Editorial

Broadcasting the Word

In the pastoral plan of the Archdiocese of Malta, 1986-1991, we find a wish being expressed for the Church to have its own radio and television stations. In March 1991, the Church was offered a radio frequency. Wide and deep consultations were carried out on an inter-diocesan level in an effort to adopt a model for the radio's programme content.

Two models were presented: Radio Maria, a strictly religious station in which devotions and liturgy are given prominence, and Radio Renascenca of Portugal, which based itself on the theology of the pastoral constitution Gaudium et Spes. In the case of the latter, emphasis is laid on the communication of the Gospel at the service of the human person, first, and, secondly, at the service of the needs of the Church as an organisation.

The second model was unanimously accepted. At its launch, the Archbishop said that the radio station should give priority to the various needs of the human person, its schedule to be varied, informative, educative and to include entertainment. RTK has since been a Christian sound in the secular airspace for its listeners, providing a Christian view of the various aspects that touched their lives and discussion programmes on the social teachings of the Church.

Apart from RTK, with its substantial share of the audience, a number of community radio stations also operate in Malta and Gozo. Church-related groups, eight of them in Gozo, own 11 of the 20-odd community channels available and broadcast Mass, holy rosary and other devotional programmes, but no discussion programmes that have a basis in the social teachings of the Church.

Radju Marija, which can only increase its audience share at the expense of RTK, falls under the latter category. It has recently started using the wave-length of the now defunct Calypso Radio. It plans to broadcast along religious and devotional lines. RTK operates in the world without being of the world. The two stations follow different theological tendencies.

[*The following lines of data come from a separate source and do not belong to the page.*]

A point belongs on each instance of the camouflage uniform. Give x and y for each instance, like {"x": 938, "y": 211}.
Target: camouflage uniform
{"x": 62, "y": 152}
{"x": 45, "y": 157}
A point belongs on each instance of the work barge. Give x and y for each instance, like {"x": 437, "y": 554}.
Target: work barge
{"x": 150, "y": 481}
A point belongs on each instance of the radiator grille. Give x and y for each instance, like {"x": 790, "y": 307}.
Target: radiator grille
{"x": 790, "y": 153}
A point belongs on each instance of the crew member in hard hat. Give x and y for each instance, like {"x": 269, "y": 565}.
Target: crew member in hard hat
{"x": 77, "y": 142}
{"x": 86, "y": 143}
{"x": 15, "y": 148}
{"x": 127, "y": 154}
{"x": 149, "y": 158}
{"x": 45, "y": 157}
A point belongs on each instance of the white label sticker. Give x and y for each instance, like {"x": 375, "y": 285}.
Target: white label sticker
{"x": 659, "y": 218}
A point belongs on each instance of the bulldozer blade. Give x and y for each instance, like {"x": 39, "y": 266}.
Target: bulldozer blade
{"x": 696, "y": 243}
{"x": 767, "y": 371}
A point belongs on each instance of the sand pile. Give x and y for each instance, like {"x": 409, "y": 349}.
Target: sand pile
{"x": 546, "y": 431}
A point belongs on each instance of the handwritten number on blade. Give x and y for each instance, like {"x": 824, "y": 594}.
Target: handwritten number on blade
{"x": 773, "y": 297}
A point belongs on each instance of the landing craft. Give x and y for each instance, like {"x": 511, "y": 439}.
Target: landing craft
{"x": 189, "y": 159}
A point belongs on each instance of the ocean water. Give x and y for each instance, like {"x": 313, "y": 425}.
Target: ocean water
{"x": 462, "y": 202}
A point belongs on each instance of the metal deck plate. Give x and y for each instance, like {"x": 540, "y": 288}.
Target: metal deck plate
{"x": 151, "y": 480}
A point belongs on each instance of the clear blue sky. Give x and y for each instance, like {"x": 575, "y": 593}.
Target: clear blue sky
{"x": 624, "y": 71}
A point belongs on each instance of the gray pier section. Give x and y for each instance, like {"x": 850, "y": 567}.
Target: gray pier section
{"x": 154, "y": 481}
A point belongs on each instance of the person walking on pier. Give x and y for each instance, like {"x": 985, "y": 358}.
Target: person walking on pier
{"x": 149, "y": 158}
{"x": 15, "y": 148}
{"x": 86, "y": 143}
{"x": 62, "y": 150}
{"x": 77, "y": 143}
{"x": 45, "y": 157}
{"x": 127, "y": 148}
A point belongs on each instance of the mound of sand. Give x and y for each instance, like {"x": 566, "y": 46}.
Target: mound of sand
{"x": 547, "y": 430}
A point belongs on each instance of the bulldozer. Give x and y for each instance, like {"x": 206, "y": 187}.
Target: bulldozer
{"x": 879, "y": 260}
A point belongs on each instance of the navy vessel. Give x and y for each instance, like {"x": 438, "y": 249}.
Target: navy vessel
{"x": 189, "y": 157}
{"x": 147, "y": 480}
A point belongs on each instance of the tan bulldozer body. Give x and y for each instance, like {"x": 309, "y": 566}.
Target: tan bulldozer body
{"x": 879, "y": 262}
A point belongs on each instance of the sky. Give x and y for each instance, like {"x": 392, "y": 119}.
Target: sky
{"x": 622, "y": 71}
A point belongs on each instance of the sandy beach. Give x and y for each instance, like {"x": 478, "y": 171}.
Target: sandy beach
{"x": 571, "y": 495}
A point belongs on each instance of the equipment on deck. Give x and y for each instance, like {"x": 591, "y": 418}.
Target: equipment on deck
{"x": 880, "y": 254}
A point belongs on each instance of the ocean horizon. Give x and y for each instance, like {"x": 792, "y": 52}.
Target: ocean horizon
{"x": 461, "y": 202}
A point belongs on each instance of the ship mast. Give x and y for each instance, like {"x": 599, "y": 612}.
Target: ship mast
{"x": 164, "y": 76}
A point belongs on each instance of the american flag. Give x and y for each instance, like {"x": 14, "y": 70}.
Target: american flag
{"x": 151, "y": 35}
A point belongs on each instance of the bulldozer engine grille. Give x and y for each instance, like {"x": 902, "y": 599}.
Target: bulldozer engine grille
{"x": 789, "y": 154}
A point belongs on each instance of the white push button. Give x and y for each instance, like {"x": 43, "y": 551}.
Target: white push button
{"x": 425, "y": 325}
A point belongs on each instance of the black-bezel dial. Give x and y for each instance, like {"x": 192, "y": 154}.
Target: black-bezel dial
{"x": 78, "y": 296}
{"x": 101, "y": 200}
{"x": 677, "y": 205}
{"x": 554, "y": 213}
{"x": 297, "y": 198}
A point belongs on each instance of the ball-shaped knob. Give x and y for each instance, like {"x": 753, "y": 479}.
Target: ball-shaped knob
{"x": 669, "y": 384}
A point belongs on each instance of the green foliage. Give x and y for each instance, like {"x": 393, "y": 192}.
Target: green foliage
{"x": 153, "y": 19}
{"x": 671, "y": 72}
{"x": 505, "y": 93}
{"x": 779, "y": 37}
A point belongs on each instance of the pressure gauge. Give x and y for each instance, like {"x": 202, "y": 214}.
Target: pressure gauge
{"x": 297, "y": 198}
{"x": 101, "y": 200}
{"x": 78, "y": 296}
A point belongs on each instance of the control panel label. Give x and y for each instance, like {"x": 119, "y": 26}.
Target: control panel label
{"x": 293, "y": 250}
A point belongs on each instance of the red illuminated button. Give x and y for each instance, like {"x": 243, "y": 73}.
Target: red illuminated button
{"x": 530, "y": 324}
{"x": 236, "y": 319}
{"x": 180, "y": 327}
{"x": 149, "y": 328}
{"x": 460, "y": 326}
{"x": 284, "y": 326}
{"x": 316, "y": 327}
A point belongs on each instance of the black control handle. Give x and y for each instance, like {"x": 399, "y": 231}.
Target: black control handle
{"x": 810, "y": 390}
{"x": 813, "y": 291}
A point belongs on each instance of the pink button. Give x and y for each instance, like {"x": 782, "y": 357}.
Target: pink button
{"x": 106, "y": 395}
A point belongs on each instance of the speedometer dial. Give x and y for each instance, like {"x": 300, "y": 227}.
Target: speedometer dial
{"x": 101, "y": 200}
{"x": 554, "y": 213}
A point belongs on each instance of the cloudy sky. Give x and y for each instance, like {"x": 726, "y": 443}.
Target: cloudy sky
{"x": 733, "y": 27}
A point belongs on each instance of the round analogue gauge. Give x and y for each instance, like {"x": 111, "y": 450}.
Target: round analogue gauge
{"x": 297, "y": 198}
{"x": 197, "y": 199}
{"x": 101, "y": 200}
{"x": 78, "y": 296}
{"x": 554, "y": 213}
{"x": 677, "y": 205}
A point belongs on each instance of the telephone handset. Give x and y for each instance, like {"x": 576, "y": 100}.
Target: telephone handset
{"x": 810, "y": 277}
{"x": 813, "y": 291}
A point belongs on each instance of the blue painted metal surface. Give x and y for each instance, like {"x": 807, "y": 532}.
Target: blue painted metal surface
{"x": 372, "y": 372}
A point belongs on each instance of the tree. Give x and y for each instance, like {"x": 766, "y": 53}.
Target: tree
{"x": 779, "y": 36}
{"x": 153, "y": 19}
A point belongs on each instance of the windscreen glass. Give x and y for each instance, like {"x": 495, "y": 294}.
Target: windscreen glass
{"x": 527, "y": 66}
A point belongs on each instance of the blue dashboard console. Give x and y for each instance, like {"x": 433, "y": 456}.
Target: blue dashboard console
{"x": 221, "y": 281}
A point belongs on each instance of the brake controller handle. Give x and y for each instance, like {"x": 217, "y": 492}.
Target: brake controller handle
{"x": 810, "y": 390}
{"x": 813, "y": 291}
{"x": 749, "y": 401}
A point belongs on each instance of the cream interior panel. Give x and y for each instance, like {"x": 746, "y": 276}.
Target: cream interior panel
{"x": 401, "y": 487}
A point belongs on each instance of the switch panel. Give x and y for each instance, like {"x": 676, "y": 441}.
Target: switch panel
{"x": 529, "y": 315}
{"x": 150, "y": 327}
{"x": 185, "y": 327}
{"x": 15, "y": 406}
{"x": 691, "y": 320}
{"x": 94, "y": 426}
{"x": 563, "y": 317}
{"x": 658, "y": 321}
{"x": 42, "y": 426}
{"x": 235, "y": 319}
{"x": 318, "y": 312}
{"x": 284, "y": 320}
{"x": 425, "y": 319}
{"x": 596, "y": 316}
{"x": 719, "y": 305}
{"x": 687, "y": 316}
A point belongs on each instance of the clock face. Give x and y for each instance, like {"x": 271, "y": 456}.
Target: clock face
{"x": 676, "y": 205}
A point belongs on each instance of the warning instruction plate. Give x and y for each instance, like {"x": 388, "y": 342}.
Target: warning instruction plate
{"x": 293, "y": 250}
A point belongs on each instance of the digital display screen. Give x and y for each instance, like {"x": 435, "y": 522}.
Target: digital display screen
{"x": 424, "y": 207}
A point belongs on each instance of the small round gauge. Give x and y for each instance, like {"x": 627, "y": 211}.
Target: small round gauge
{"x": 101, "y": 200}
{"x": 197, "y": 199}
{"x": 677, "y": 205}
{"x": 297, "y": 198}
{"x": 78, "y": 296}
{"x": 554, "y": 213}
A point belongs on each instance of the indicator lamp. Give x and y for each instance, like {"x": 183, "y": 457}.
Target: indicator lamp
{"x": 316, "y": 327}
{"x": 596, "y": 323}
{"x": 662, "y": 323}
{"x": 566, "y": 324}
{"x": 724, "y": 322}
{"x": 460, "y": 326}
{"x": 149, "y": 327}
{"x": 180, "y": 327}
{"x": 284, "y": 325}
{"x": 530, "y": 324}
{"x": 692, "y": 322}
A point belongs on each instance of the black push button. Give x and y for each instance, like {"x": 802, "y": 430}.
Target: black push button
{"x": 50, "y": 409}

The decision to raise Radju Marija to the level of a national station has its opponents. These are asking why the decision taken more than 10 years ago to build a station with its basis in Gaudium et Spes has been diluted by a nod in the direction of Radju Marija, which now assumes national status.

One can only wonder whether the matter had, in fact, been discussed. What happened over the last decade to change the Curia's mind and cause it to go along with the idea of two Church stations tugging in directions that are, if not opposed to one another, occupying different ecclesial, some say theological, spaces? As things have turned out, the two stations cannot fail to infringe on each other's very different modus operandi.

Those who favour RTK as a national radio station engaged in the world argue that Radju Marija offers an alternative that is too pietistic for the modern world and fails to address problems of the latter. Those in favour of Radju Marija hold there is room for its programmes in a world that is forgetting all about prayer and devotion.

If this demonstrates anything, it is a tension between two ecclesiological views of the world. Radju Marija devotees can argue that there is space for both in a pluralist world but that space already existed. By raising the status of Radju Marija, the Church may have undermined RTK's pastoral theological model, which it formally sanctioned a decade ago, and its economic base.